Porque os negros, segundo ele, estavam “se armando”.
A fala foi um atropelo histórico, ético e político. Se a intenção era argumentar a favor da população armada como forma de defesa, o vereador escolheu mal sua metáfora. A KKK não nasceu para se defender. Ela nasceu para oprimir. Para intimidar. Para linchar. A Klan não é símbolo de resistência. É símbolo de terror. E evocar esse nome em plenário, com o microfone ligado e o calendário à disposição, beira o revisionismo cínico.
Mais tarde, tentou recuar. Disse que foi mal interpretado. Disse que a Klan era grotesca. Mas já era tarde. A fala foi feita. E não há bala que volte ao cano depois do disparo.
Mas o problema vai além da fala isolada. Está no símbolo que se constrói em torno dela. Um projeto que coloca no mesmo balaio atiradores olímpicos e caçadores recreativos. Que transforma um calibre de arma — o 38 — em símbolo de identidade cultural. Que tenta vender armamento como instrumento de paz. E que responde a qualquer crítica com fala heroica ou teorias de perseguição ideológica.
Durante o debate, vereadoras como Laís Leão (PDT), Andressa Bianchessi (União), Camila Gonda (PSB) e Giorgia Prates – Mandata Preta (PT) fizeram um contraponto lúcido e corajoso. Denunciaram a tentativa de transformar armas em símbolo cultural. Questionaram a lógica da violência institucionalizada. Mostraram dados, falaram em vida, em meio ambiente, em responsabilidade. Foram interrompidas, ironizadas, mas permaneceram firmes.
Disseram o que precisava ser dito: a apologia à arma como instrumento de cidadania é uma ilusão perigosa.
Ela não protege. Ela multiplica riscos.
E, quando ganha respaldo oficial — com direito a data comemorativa —, vira tragédia com carimbo.

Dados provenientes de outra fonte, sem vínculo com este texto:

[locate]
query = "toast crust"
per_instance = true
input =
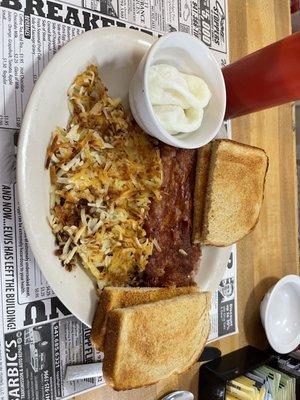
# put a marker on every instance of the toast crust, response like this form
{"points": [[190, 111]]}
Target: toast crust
{"points": [[201, 178], [120, 297], [235, 191], [150, 342]]}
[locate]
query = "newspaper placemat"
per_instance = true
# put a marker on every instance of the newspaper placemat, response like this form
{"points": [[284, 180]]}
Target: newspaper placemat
{"points": [[38, 334]]}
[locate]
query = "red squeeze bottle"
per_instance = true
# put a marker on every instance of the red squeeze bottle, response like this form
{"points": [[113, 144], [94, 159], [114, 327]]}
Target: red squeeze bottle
{"points": [[266, 78]]}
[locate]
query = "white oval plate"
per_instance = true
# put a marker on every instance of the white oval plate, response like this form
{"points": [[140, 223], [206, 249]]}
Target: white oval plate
{"points": [[117, 51]]}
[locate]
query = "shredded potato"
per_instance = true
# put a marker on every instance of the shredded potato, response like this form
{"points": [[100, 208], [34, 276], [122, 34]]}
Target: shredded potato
{"points": [[104, 172]]}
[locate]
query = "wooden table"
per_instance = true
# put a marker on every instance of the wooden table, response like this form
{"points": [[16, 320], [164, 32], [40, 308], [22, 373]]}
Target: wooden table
{"points": [[271, 251]]}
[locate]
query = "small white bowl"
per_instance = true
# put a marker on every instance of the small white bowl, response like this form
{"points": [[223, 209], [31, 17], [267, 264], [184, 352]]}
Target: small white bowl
{"points": [[190, 56], [280, 314]]}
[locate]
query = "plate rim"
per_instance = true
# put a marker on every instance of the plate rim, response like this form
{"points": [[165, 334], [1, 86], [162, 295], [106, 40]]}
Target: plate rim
{"points": [[24, 135]]}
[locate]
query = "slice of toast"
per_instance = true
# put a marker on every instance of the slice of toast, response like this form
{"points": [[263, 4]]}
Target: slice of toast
{"points": [[201, 178], [234, 192], [150, 342], [120, 297]]}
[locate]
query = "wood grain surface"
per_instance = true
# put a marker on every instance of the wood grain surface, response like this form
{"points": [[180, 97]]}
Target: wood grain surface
{"points": [[271, 251]]}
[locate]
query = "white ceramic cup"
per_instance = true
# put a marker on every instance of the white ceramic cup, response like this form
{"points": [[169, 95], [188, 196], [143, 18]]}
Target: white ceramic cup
{"points": [[190, 56], [280, 314]]}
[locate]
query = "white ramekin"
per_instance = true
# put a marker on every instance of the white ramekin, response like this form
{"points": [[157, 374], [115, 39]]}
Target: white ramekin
{"points": [[190, 56]]}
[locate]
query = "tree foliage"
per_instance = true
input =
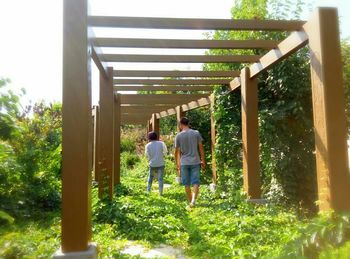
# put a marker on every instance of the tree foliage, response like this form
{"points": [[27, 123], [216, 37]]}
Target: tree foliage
{"points": [[285, 117]]}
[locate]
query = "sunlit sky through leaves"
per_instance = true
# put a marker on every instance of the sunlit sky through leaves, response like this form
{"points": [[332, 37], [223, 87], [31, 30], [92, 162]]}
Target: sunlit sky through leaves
{"points": [[31, 37]]}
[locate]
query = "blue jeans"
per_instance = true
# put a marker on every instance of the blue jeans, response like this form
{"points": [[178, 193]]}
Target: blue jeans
{"points": [[159, 171], [190, 174]]}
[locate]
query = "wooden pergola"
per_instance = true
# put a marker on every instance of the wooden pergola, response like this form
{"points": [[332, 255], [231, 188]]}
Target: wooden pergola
{"points": [[82, 145]]}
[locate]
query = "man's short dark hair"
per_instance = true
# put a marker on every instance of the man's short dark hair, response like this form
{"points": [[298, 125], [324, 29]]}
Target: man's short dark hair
{"points": [[152, 135], [184, 121]]}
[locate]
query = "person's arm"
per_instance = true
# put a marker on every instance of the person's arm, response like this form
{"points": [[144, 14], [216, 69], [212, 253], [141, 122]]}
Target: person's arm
{"points": [[165, 150], [202, 155], [146, 152]]}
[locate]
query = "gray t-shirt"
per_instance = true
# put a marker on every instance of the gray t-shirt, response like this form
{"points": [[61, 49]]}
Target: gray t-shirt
{"points": [[188, 142], [155, 152]]}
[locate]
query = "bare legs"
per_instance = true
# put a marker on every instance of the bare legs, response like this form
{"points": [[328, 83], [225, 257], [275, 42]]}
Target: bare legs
{"points": [[192, 196]]}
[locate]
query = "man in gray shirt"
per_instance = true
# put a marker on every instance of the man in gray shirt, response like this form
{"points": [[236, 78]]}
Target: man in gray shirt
{"points": [[188, 160]]}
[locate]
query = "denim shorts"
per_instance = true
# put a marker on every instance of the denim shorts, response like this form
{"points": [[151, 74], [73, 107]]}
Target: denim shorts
{"points": [[190, 174]]}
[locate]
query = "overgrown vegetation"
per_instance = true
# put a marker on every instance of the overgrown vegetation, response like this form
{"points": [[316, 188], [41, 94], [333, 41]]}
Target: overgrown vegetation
{"points": [[223, 224]]}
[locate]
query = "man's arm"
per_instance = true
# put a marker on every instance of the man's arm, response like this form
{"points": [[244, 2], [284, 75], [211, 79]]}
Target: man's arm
{"points": [[177, 160], [201, 152]]}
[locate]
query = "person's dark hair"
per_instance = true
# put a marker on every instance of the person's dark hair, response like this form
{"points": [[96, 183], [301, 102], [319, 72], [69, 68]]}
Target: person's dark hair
{"points": [[184, 121], [152, 136]]}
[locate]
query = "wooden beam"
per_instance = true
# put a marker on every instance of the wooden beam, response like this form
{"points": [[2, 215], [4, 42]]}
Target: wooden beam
{"points": [[116, 138], [168, 112], [133, 121], [77, 129], [160, 98], [181, 58], [179, 114], [155, 124], [195, 24], [196, 104], [171, 81], [213, 140], [290, 45], [329, 111], [183, 44], [107, 130], [165, 88], [97, 57], [235, 83], [185, 107], [174, 73], [96, 157], [250, 136], [145, 109]]}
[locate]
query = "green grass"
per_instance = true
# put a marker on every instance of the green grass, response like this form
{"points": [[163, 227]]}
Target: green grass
{"points": [[222, 225]]}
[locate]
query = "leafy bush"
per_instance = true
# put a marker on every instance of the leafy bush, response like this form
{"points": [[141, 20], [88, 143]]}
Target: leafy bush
{"points": [[127, 145], [320, 236], [5, 218], [129, 159]]}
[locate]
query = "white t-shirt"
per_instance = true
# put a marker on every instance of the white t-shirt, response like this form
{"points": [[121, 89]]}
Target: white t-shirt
{"points": [[155, 152]]}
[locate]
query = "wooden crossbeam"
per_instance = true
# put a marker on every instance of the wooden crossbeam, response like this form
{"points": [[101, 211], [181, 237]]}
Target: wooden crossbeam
{"points": [[171, 81], [145, 109], [185, 107], [284, 49], [164, 88], [196, 24], [176, 99], [181, 58], [173, 73], [288, 46], [184, 44], [196, 104], [134, 121]]}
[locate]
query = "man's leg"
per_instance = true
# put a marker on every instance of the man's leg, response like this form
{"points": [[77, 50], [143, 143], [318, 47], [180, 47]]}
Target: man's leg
{"points": [[160, 179], [150, 180], [188, 193], [195, 175], [186, 181]]}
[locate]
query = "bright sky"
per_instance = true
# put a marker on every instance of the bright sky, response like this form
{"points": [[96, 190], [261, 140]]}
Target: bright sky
{"points": [[31, 36]]}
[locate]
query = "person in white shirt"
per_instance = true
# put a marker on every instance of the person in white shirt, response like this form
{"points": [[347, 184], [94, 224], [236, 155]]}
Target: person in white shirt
{"points": [[155, 152]]}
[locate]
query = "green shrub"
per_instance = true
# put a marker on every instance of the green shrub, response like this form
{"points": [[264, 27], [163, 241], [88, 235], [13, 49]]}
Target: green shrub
{"points": [[323, 233], [5, 218], [127, 145], [129, 159]]}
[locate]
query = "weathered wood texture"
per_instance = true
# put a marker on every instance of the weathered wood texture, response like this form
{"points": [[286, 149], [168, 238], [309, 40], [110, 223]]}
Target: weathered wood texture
{"points": [[180, 43], [159, 98], [213, 140], [171, 81], [329, 111], [96, 152], [77, 129], [116, 141], [106, 129], [170, 88], [155, 124], [179, 114], [195, 24], [250, 135], [181, 58], [174, 73]]}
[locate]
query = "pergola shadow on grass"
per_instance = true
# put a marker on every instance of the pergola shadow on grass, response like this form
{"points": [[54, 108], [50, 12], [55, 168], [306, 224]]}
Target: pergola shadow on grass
{"points": [[95, 143]]}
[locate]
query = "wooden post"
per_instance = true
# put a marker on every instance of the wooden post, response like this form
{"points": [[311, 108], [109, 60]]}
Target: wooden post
{"points": [[106, 129], [250, 135], [213, 139], [155, 124], [117, 124], [329, 111], [96, 151], [77, 129], [179, 114]]}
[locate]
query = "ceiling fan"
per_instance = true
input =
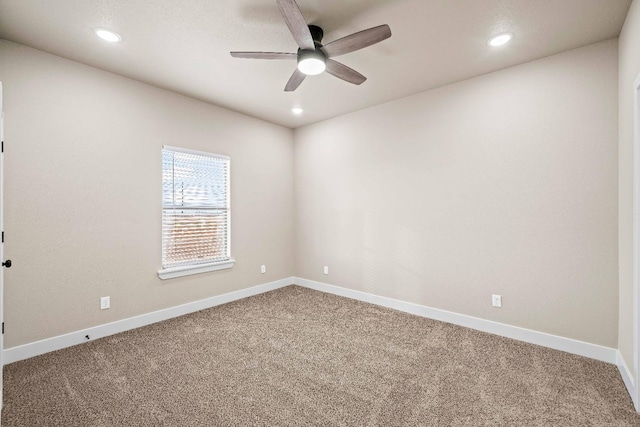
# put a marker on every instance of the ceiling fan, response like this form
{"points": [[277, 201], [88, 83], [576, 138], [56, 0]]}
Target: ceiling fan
{"points": [[313, 57]]}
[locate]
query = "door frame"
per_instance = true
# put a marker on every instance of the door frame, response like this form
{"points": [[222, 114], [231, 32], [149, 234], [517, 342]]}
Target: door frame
{"points": [[1, 242], [635, 392]]}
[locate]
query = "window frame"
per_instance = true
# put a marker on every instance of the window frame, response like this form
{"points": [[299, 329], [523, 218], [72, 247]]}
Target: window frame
{"points": [[184, 270]]}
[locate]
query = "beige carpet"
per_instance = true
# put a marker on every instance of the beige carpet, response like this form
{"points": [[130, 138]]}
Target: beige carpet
{"points": [[297, 357]]}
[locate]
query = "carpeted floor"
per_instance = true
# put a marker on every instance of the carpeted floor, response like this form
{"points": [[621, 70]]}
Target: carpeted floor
{"points": [[296, 357]]}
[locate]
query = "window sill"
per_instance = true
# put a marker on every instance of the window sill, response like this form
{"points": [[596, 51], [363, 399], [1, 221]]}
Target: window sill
{"points": [[170, 273]]}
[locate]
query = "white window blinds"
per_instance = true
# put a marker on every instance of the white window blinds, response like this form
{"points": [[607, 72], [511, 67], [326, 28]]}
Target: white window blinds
{"points": [[195, 209]]}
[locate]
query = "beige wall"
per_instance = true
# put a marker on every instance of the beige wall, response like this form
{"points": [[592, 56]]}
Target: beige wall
{"points": [[629, 57], [505, 183], [83, 194]]}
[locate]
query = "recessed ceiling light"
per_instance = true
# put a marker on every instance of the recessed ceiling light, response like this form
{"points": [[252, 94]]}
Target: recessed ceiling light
{"points": [[500, 39], [107, 35]]}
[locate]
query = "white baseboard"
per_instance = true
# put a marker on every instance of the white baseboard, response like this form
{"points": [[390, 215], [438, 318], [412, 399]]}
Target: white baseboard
{"points": [[36, 348], [581, 348], [627, 378]]}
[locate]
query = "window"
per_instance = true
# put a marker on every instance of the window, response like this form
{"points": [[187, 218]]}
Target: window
{"points": [[195, 212]]}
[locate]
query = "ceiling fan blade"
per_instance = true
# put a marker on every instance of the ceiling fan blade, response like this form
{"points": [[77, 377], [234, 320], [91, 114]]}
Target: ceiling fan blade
{"points": [[343, 72], [294, 81], [264, 55], [296, 23], [357, 41]]}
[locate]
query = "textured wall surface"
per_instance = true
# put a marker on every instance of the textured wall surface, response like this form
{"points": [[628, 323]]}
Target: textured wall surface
{"points": [[629, 57], [505, 184], [83, 194]]}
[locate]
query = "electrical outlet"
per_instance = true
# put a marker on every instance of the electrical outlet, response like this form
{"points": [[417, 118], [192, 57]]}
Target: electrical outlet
{"points": [[496, 300]]}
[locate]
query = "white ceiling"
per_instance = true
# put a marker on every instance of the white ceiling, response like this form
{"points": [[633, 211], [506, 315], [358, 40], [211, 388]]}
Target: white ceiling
{"points": [[183, 45]]}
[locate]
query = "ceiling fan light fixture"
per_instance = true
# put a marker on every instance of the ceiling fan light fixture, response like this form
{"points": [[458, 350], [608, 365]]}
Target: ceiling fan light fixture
{"points": [[107, 35], [500, 39], [311, 62]]}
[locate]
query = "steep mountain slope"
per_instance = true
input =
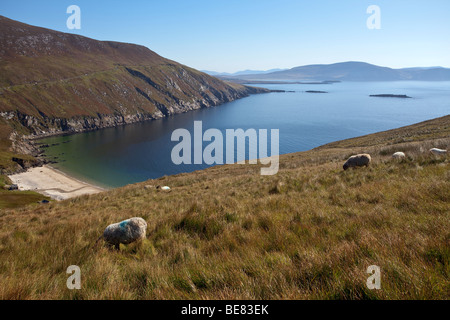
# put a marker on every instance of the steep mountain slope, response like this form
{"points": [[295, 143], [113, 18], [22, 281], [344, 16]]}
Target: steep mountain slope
{"points": [[308, 232], [353, 71], [52, 81]]}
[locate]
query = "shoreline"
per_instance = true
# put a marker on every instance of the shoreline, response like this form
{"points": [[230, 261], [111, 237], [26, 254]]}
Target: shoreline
{"points": [[53, 183]]}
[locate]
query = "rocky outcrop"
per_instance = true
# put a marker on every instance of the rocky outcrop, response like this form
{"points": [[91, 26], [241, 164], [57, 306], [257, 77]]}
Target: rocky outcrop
{"points": [[57, 83]]}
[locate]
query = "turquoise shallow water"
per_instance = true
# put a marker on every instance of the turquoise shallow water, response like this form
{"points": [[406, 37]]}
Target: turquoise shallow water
{"points": [[117, 156]]}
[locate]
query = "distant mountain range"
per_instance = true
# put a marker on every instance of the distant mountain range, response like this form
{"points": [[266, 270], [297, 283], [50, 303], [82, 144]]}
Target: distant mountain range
{"points": [[244, 72], [348, 71]]}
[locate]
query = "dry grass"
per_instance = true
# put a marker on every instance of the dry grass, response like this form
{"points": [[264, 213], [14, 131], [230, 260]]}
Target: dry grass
{"points": [[226, 232]]}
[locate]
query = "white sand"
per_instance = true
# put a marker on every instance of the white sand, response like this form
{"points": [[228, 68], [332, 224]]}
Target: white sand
{"points": [[52, 183]]}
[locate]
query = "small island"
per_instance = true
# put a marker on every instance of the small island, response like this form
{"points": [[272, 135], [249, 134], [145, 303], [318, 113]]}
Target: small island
{"points": [[403, 96]]}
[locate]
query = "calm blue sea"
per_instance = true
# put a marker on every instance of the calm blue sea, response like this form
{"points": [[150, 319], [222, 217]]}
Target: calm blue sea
{"points": [[117, 156]]}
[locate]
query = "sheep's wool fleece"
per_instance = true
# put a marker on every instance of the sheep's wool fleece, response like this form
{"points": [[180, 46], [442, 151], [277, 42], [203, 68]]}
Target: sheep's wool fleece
{"points": [[126, 231]]}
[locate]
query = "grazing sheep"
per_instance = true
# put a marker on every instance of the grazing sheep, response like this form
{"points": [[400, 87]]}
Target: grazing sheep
{"points": [[437, 151], [399, 155], [125, 232], [358, 160]]}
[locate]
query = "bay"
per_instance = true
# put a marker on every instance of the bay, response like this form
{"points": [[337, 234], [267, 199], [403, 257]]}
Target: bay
{"points": [[118, 156]]}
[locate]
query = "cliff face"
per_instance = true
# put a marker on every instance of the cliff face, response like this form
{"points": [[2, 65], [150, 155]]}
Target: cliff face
{"points": [[52, 82]]}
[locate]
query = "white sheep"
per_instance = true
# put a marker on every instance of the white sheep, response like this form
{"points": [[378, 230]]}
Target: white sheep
{"points": [[125, 232], [437, 151], [398, 155], [358, 160]]}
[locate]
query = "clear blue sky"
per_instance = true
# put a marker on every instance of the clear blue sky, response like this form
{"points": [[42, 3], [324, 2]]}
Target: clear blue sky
{"points": [[232, 35]]}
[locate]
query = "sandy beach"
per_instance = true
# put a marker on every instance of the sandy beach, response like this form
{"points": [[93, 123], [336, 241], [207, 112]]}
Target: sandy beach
{"points": [[52, 183]]}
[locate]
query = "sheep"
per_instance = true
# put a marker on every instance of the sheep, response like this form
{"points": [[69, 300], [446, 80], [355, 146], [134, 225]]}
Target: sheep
{"points": [[125, 232], [398, 155], [358, 160], [437, 151]]}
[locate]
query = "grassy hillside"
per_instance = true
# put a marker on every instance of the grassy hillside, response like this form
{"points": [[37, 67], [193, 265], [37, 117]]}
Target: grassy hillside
{"points": [[227, 232], [54, 82]]}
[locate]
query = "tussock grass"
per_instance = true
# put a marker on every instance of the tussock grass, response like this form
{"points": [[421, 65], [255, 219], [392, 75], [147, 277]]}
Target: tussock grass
{"points": [[309, 232]]}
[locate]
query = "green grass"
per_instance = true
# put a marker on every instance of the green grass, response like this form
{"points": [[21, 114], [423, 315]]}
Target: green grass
{"points": [[15, 199], [309, 232]]}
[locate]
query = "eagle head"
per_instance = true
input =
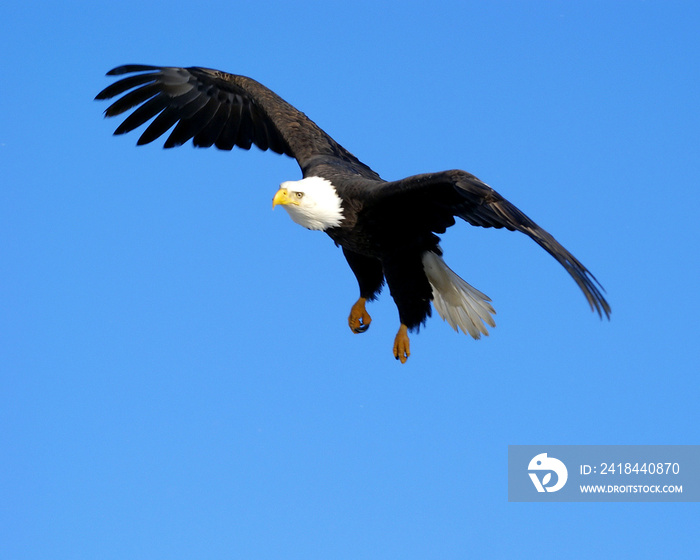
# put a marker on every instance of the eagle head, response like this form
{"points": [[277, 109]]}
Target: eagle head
{"points": [[312, 202]]}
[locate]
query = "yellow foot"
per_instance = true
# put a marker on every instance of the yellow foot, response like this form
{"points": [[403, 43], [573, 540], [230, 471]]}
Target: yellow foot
{"points": [[359, 319], [402, 346]]}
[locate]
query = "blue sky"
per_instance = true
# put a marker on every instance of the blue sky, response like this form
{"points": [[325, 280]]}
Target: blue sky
{"points": [[177, 378]]}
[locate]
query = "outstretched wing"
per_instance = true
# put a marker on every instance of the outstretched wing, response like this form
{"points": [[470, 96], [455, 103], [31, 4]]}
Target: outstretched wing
{"points": [[214, 108], [439, 197]]}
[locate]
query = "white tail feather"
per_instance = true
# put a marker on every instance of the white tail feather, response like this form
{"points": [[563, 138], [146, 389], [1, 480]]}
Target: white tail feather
{"points": [[458, 303]]}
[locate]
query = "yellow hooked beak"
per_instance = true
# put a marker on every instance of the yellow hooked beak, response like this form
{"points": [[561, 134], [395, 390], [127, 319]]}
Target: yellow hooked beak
{"points": [[282, 197]]}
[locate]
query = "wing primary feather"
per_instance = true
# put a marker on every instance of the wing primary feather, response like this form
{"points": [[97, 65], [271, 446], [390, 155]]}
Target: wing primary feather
{"points": [[145, 112], [129, 68], [132, 99], [124, 85]]}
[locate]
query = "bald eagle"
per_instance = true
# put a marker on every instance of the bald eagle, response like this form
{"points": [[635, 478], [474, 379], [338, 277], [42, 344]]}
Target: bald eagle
{"points": [[388, 230]]}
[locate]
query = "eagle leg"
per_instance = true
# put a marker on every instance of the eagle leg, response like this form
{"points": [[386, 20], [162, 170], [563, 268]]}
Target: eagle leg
{"points": [[359, 319], [402, 346]]}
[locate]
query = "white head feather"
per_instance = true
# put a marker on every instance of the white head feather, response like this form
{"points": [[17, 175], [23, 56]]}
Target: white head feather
{"points": [[316, 205]]}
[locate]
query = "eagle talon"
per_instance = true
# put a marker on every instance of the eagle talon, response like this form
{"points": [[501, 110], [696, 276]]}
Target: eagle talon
{"points": [[402, 345], [359, 319]]}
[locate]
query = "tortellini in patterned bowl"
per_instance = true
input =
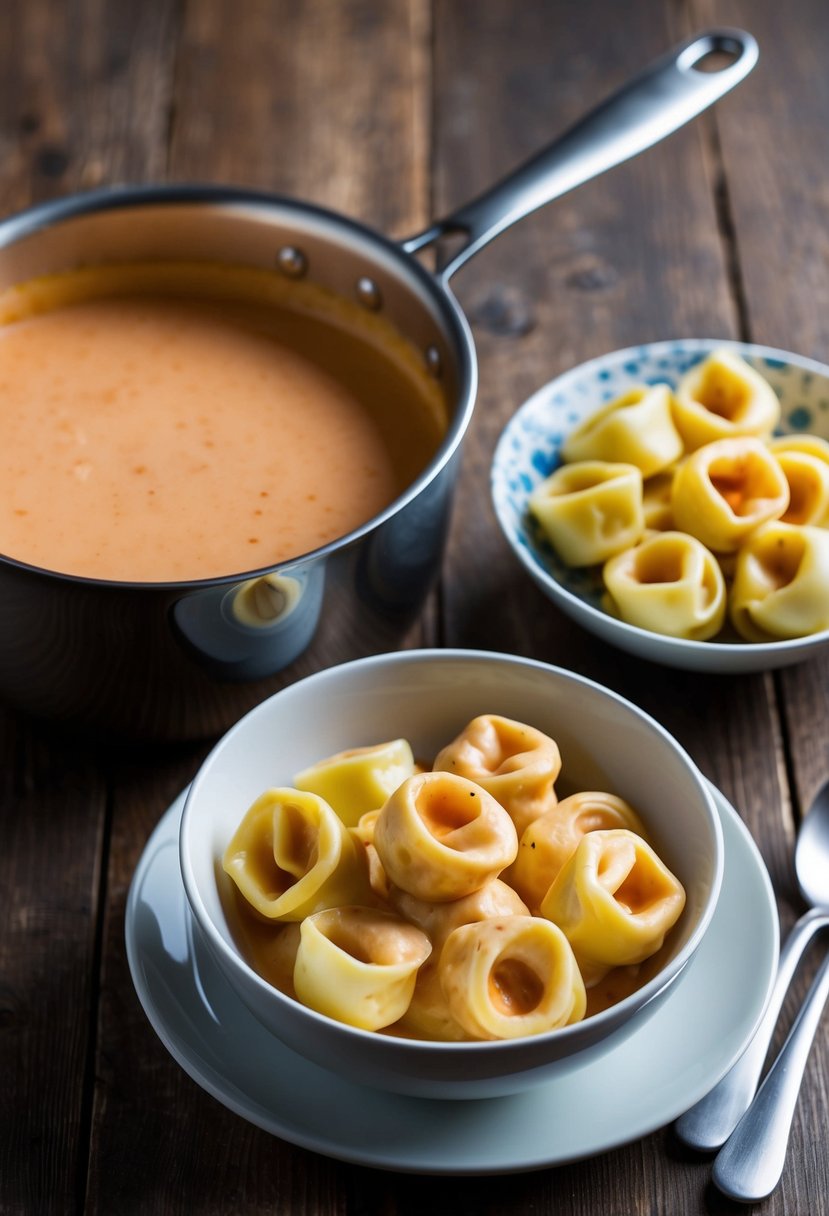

É verdade que há CACs sérios. Que existem atletas do tiro, profissionais do campo, agentes da lei com preparo e propósito. Há exceções. Sempre há. Mas o problema é quando a exceção vira desculpa para o retrocesso — e quando o plenário vira palanque para distorções históricas.
Curitiba precisa de paz, não de mais armas. Precisa de educação de qualidade, não de discursos inflamados. Precisa de mais verde nas praças, não de calibres em calendário. Precisa de medalhas conquistadas com livros e ciência, não com pólvora e simbologia beligerante.
O que aconteceu nesta terça-feira (22) foi mais do que uma votação em primeiro turno. Foi um ensaio sobre como se tenta naturalizar o inaceitável. E quando alguém evoca a Ku Klux Klan como referência — mesmo que “negativamente” — algo está muito errado na munição do discurso.
Não se trata de esquerda ou direita. Trata-se de decência.
Porque quem brinca com pólvora histórica… uma hora explode a própria legitimidade.